About the Researcher
Dr. Adam Anderson received his PhD from Harvard in the ancient languages and civilisations of the ancient Near East. His research focused on the biggest textual datasets from the Bronze Age, in order to build empirical models which inform us of the complex systems (socio-political-economical) and civilisations that rose to greatness over the centuries only to collapse into oblivion.
Bringing an intensive background in historical and computational linguistics, Dr. Anderson has been a postdoc at UC Berkeley since the summer of 2016. He was originally hired to develop the Digital Humanities (DH) program, which combines data science with the many humanities departments and language programs on campus. Since his time here, he has helped build the DH summer minor and certificate programs, the DH Fair, and coordinated the DH Working Group primarily for graduates, faculty and staff, and BUDHA, an undergraduate student organization for DH. He also currently manages the Computational Social Sciences Training Program at BIDS, which combines social sciences and data science for advanced graduate students. He works to constantly find new ways to combine the quantitative tools and methods of data science with the more qualitative disciplines on campus.
What motivated you to initiate/propose this project?
I proposed the AWCA project in order to build an empirical model of the research landscape from a collection of books and articles in the field of Near Eastern Studies. Like many fields in academia, there are inherent divisions which make it difficult to integrate the research from, say archaeologists, with the philological work of Assyriologists. In the end, scholars from two different departments may in fact be studying the very same geographical region, but because of departmental divides, they might not learn of each other’s work or see the big picture. In order to bridge these gaps, one must incorporate a tremendous amount of primary and secondary sources into their research, especially when studying the ancient world. The idea behind AWCA is to build a workflow which will generate this research landscape, and allow us to analyze and visualize the many relations between a diverse body of research for a given field (e.g. books, journals, white papers, preprints, etc.). As it turned out, the models we built are language agnostic, and can be applied to any corpus of texts. Because of this, I have been able to test these tools and methods in the courses I’ve taught in Data Science (Data 88) and Digital Humanities (DigHum 100).
Since you have been a multi-semester Discovery partner, could you describe your project in phases and what each semester has been building up to?
- Phase one: Defining the Workflow & Discovery
- Phase two: Building Python Notebooks
- Phase three: Testing & Fine-tuning
- Phase four: Documenting in JupyterBook & Website
- Phase five: Next Steps, Iteration and Expansion
Could you elaborate on certain aspects of this project that you find to be the most challenging?

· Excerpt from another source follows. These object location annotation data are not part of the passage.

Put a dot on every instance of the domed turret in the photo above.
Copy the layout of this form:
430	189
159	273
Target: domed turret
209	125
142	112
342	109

The data we’re working with is multilingual, which means that there are not so many python tools that work out of the box. As we apply the tools and methods we’ve built for English text, we have to create the right conditions for these additional languages so that our models can parse these data correctly.
The project is currently between stages three and four, which means we have the majority of the coding complete. Because these methods are very complex, we have found it advantageous to incorporate these individual notebooks into a single JupyterBook. By making this move to the JupyterBook, we hope that the project will be more easily applicable to other textual datasets and accessible for teaching these tools and methods in future courses in Data Science and Digital Humanities.
How has your experience been with Discovery and your student researchers so far (through all the semesters you have been a discovery partner)?
In a word, excellent. The Discovery program is a tremendous opportunity for multi-level involvement, from students to faculty. This has also enabled multi-university collaboration with colleagues interested in participating on these exciting projects. I personally enjoy the less formal, more hands-on aspect of the meetings, which allow us to learn a lot from each other over the course of each semester. I’m a firm believer that there’s nothing you can’t accomplish with a dedicated team of researchers. In addition to advancing my own research in NLP. The Discovery program has been ideal for building new tools and resources for the curriculum I’m developing at Berkeley.
What are you looking forward to the most this semester?
I’m excited to aggregate all of our previous work and building workflows in Jupyter Notebooks. This would create a modular environment for future work and make it easy to hand it off - this work would even complement the curriculum I teach and make it easier for students in little to no experience in NLP and Python to follow along.
Citation analysis is a multilingual problem and the biggest bottleneck in NLP right now is that our current tools work best on English. Some languages are not even encoded yet which makes it extremely difficult to accomplish NLP tasks. I’m very excited to build a universal and wide-reaching tool that could be used by anyone, anywhere.